The real magic of YouTube is when both sides don't know what they are talking about. Penny Nance and Cenk Uygur have fixed ideas about what the Enlightenment was, and their only commonality is a lack of depth in their thought.
Nance is advocating a day of prayer, and rejects the possibility of a 'day of reason' as a companion event. Uygur calls her unamerican for her critique of the Enlightenment, which she blames for the holocaust.
Uygur makes a spirited defence of the Enlightenment, pointing out that it advanced scientific research (correctly: the thinkers of the Enlightenment were inspired by the scientific method, especially through the discoveries of Newton). Unfortunately, he seems to think that the Enlightenment came before the scientific revolution, when it is usually seen as earlier, encouraged by Francis Bacon's assertion of method and observation.
It's fair to say that the Enlightenment did encourage an already dynamic scientific investigation: but it consolidated rather than generated scientific advances. It's a small correction for Uygur, but crucial when he is trying to dispute Nance's chronological chain of causation.
Nance's belief that the Enlightenment led to the holocaust isn't as random as Uygur tries to claim: it's the subtext to the argument put forward by Adorno and Horkheimer in the Dialectic of Enlightenment. Given that Uygur is often accused of being a 'cultural Marxist', it is surprising that he doesn't seem to be aware of the Ur-Text of cultural Marxism. Of course, the phrase is slung about by his opponents, and often has a nasty antisemitic subtext, suggesting that it's more a dog-whistle than a serious analysis of anyone's political position.
Nevertheless, Nance is a surprising advocate of a position first suggested by Marxist atheists. It undermines her religious intentions - Dialect does not encourage a return to Christian values, and even includes Martin Luther in the list of 'rationalist' activists who caused the Enlightenment. Rather than address the scholars who have taken up this claim seriously, Uygur goes for the 'low-hanging fruit', a woman on Fox News banging on about religious morality.
Uygur correctly counters that the USA itself is a product of the Enlightenment - the good example he doesn't give is that Jefferson, one of the founder fathers, hung out with the philosophes in Paris, had a special copy of the Bible with all the miracles crossed out and subscribed to the deism that was big with chaps like Voltaire (who caught it from Newton). His description of the USA's disestablishment of religion in the constitution, however, is partisan: far from being a complete freedom from religion, it was a necessary decision in a country that was full of religious sects.

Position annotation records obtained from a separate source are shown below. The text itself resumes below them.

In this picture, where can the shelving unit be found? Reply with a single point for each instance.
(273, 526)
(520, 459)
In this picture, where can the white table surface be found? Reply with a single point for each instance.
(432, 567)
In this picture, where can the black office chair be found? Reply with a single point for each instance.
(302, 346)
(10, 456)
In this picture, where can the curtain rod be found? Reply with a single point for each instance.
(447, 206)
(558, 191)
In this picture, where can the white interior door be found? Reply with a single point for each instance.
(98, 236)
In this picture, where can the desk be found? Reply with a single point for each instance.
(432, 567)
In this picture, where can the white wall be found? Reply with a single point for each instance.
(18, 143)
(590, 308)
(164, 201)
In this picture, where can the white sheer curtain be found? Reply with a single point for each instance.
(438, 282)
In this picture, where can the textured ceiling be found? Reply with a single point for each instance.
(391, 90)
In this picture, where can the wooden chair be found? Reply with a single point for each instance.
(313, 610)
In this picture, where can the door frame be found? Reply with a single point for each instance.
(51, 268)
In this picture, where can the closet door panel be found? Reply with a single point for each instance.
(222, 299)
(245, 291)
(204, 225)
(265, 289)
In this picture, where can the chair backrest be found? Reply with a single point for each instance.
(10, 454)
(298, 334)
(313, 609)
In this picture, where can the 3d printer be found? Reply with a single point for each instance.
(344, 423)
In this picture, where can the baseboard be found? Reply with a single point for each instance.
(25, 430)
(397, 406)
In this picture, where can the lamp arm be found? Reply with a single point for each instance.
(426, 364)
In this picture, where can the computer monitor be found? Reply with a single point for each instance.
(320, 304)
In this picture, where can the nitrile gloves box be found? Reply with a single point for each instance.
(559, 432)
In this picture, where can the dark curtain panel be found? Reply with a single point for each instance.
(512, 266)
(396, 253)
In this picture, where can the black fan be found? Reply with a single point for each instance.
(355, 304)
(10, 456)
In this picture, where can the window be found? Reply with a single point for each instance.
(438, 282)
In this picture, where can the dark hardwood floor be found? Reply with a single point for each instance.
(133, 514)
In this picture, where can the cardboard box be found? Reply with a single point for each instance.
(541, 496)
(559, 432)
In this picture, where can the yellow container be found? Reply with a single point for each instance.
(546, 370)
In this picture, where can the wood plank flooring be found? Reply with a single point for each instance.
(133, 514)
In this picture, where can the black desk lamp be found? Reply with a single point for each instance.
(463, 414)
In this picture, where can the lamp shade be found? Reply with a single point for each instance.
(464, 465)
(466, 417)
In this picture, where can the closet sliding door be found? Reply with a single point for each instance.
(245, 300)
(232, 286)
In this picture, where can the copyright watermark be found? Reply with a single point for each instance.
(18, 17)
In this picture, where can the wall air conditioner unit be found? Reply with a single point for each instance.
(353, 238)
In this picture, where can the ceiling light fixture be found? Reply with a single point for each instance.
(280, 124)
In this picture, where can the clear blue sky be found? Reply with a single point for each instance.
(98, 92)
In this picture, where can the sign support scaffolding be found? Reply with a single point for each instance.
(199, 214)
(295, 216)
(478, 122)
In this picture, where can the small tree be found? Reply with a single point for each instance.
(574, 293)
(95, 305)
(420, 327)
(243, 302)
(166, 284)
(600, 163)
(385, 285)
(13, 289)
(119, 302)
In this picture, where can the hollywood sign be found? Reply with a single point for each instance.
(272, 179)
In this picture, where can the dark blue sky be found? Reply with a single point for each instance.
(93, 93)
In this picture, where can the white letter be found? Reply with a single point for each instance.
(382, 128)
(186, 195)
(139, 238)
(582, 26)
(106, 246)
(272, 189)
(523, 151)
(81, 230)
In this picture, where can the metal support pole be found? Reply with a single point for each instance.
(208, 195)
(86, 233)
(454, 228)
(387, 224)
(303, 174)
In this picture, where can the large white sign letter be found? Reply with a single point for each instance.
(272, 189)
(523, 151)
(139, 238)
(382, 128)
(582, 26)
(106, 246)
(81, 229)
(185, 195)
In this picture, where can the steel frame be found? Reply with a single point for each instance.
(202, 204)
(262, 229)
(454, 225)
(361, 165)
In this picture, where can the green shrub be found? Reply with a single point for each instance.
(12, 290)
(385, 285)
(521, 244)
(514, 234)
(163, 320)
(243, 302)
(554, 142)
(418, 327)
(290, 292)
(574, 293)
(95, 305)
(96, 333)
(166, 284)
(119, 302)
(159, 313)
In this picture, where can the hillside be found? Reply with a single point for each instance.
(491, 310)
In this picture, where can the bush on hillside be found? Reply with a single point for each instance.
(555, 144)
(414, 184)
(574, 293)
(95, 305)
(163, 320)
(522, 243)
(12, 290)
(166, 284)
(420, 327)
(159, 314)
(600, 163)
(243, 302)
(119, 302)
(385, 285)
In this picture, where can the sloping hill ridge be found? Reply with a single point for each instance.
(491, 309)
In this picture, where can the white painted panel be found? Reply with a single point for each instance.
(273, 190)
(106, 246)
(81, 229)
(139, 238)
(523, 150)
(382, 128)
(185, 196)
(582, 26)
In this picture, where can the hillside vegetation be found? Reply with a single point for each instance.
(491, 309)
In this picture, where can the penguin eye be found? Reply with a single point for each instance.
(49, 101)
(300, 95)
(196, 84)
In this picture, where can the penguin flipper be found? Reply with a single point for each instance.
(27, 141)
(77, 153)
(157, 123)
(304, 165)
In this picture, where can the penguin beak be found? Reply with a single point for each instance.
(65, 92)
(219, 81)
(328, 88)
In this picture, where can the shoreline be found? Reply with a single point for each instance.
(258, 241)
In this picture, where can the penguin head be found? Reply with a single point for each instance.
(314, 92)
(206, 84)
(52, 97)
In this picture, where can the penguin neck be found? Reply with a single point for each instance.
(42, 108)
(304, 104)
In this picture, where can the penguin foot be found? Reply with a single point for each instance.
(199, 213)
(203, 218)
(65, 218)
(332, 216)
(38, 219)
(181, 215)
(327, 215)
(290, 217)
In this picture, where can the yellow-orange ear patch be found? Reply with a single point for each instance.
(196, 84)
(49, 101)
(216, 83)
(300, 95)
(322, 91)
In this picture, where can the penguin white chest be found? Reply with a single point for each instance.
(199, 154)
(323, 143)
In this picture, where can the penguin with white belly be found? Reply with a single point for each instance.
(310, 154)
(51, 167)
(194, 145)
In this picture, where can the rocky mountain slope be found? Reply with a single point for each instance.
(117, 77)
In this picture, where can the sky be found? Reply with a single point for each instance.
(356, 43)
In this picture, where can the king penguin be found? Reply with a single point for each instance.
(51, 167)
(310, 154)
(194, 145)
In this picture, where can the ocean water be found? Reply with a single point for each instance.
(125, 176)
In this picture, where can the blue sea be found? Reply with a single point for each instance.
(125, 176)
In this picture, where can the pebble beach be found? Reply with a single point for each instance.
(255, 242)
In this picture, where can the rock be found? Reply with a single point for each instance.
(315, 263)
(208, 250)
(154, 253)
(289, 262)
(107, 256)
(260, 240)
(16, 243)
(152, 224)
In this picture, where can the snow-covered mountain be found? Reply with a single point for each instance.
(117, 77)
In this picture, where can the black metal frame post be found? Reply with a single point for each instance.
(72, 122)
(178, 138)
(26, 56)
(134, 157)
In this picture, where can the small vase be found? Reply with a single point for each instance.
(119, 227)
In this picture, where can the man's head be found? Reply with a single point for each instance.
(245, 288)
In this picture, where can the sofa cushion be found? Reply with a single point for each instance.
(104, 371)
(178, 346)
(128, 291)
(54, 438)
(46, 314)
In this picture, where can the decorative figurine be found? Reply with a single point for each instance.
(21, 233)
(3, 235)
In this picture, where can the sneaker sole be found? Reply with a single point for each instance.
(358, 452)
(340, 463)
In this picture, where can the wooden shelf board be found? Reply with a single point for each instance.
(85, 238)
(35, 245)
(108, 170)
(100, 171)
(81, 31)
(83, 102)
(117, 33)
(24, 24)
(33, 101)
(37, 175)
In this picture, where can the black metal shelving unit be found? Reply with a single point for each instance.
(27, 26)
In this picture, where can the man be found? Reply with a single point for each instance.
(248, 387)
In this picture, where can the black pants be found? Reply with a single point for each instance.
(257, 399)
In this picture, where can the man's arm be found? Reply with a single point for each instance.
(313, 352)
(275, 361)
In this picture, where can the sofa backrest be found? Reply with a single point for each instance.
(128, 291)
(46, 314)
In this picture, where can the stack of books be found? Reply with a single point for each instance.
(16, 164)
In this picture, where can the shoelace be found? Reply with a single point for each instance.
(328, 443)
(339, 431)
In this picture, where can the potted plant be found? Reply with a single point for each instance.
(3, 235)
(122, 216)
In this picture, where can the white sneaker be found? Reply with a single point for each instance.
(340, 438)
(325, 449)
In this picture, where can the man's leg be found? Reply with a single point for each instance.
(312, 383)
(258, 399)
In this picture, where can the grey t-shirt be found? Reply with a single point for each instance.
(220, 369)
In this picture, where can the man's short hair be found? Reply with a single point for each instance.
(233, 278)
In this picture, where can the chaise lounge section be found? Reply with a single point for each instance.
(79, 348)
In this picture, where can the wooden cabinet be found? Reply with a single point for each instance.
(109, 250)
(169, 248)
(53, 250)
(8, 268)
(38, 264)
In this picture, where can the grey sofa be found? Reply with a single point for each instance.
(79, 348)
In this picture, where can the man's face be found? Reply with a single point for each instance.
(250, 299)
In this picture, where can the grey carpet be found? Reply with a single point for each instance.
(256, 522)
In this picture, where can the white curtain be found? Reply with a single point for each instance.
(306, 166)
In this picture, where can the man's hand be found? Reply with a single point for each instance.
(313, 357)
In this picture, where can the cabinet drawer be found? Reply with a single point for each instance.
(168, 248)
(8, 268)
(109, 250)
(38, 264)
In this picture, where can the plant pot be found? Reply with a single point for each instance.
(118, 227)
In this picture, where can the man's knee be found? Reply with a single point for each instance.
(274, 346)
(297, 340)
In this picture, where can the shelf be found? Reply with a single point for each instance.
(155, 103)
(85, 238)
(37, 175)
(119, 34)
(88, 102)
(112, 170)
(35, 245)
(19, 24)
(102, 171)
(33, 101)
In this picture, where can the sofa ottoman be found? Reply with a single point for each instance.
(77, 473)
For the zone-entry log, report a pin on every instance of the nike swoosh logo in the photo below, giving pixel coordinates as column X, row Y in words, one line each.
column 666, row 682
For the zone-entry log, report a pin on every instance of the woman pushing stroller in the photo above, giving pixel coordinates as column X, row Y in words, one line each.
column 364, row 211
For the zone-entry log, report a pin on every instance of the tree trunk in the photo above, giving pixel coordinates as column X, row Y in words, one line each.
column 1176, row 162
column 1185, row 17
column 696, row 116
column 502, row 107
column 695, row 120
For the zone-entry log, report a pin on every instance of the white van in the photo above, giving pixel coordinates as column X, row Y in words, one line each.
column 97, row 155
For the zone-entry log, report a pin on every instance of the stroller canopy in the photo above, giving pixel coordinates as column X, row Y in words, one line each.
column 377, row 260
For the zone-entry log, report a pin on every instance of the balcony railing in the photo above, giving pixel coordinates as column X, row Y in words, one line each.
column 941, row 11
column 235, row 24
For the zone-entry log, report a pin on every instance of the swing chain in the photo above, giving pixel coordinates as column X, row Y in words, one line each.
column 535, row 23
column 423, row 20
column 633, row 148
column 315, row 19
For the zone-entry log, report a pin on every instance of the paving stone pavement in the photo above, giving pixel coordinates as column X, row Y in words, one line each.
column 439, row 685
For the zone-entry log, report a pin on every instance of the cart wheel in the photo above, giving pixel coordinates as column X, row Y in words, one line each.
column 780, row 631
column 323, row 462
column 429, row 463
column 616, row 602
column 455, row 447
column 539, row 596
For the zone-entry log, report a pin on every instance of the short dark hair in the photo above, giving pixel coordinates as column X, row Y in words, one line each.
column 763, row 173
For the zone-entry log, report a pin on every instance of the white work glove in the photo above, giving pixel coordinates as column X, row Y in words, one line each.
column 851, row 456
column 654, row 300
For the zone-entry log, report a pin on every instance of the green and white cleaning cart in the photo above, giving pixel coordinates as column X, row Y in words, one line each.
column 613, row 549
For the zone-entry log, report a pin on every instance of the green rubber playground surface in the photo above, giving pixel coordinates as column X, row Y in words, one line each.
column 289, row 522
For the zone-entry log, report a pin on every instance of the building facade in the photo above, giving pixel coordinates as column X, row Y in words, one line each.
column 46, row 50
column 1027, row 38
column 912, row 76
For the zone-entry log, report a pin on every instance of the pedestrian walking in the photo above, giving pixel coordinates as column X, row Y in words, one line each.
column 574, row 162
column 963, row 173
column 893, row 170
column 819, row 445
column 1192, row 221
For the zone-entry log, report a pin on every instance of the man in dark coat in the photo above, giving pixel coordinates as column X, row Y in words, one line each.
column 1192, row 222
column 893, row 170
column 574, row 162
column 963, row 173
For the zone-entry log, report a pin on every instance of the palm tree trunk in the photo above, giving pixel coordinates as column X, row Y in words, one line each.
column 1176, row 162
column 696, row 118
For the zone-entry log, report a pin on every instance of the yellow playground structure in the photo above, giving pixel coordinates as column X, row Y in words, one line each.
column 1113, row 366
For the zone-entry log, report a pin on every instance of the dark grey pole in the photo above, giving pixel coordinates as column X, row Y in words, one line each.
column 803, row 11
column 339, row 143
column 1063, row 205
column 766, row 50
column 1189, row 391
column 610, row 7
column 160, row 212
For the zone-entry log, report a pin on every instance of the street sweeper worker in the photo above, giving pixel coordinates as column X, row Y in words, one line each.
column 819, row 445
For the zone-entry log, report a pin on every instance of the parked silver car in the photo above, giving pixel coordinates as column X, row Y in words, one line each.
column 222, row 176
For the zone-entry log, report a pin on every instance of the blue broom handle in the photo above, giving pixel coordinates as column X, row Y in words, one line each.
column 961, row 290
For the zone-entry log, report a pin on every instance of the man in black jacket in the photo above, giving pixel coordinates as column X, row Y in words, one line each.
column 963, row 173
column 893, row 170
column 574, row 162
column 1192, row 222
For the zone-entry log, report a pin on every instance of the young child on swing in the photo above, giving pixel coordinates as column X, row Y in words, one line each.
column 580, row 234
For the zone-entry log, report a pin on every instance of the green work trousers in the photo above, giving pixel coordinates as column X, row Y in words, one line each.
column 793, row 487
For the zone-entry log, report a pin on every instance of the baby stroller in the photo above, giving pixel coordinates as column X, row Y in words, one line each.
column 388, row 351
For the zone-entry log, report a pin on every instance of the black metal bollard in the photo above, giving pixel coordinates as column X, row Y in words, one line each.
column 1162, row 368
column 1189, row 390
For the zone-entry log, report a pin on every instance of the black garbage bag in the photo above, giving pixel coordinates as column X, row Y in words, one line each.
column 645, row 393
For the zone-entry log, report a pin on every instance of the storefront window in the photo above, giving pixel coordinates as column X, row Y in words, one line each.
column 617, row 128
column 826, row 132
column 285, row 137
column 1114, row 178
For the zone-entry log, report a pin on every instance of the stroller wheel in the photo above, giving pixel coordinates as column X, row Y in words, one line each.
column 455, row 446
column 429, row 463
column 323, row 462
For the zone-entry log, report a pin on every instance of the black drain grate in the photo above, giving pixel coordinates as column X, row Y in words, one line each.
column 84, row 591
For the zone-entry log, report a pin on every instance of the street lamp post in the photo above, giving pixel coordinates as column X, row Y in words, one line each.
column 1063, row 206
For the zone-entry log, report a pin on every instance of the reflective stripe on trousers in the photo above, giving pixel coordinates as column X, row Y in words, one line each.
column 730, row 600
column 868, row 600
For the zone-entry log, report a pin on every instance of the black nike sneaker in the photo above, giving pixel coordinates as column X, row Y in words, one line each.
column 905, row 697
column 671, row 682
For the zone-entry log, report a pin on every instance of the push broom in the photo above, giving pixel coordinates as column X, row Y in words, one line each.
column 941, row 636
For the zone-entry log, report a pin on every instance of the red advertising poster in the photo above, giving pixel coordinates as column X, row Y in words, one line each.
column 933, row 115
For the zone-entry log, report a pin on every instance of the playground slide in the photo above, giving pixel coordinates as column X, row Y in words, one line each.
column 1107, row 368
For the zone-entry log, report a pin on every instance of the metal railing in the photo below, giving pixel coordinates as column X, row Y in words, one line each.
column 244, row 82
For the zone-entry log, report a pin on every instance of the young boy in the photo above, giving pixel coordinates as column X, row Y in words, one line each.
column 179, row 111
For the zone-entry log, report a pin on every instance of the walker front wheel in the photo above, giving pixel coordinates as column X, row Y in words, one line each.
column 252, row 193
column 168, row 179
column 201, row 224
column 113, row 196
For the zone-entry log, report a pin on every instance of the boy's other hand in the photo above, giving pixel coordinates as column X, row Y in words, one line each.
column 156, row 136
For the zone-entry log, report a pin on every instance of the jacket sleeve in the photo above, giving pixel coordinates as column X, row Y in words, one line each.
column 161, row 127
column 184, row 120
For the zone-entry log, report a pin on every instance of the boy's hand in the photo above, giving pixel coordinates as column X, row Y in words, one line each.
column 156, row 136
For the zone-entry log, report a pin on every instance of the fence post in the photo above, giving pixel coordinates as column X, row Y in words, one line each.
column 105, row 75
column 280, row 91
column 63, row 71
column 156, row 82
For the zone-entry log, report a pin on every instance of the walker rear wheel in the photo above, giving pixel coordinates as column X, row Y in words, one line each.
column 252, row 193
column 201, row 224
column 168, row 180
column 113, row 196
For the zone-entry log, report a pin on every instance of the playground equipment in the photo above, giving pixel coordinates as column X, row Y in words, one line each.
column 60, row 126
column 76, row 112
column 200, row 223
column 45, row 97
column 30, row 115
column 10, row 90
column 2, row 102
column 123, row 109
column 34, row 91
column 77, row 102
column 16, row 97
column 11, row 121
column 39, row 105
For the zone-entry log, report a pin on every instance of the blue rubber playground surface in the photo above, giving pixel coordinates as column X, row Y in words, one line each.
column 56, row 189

There's a superb discussion of it in the Comic Book Legal Defence Fund's compilation (which I shall dig out and cite later). While Nance might be against freedom from religion (she does see it as leading to moral relativism, which leads to state sanctioned slaughter), her claims aren't against the freedom of religion that the constitution was written to protect.
The irritating thing is that Uygur picks up on the incoherence of Nance's argument and then counters with an argument that is equally incoherent. He's trying to win an argument by appealing to the opinion of his viewers rather than discover the common ground in the debate and suggesting a compromise.
I might agree that he is right to defend secular rationality and, yes, I want to live in a world that offers me a longer life and better health, but he fails to back up his opinion with... reason. I know complexity is hard to handle on YouTube, but he is just throwing together half-understood histories and ideas to befuddle his opponent.
It seems unfair to hammer Uygur when Nance is equally culpable of nonsense - and she started it. But her arguments have been taken down so many times (moral relativism is less dangerous than absolutism, yep) that a supposed champion of reason ought to be using it.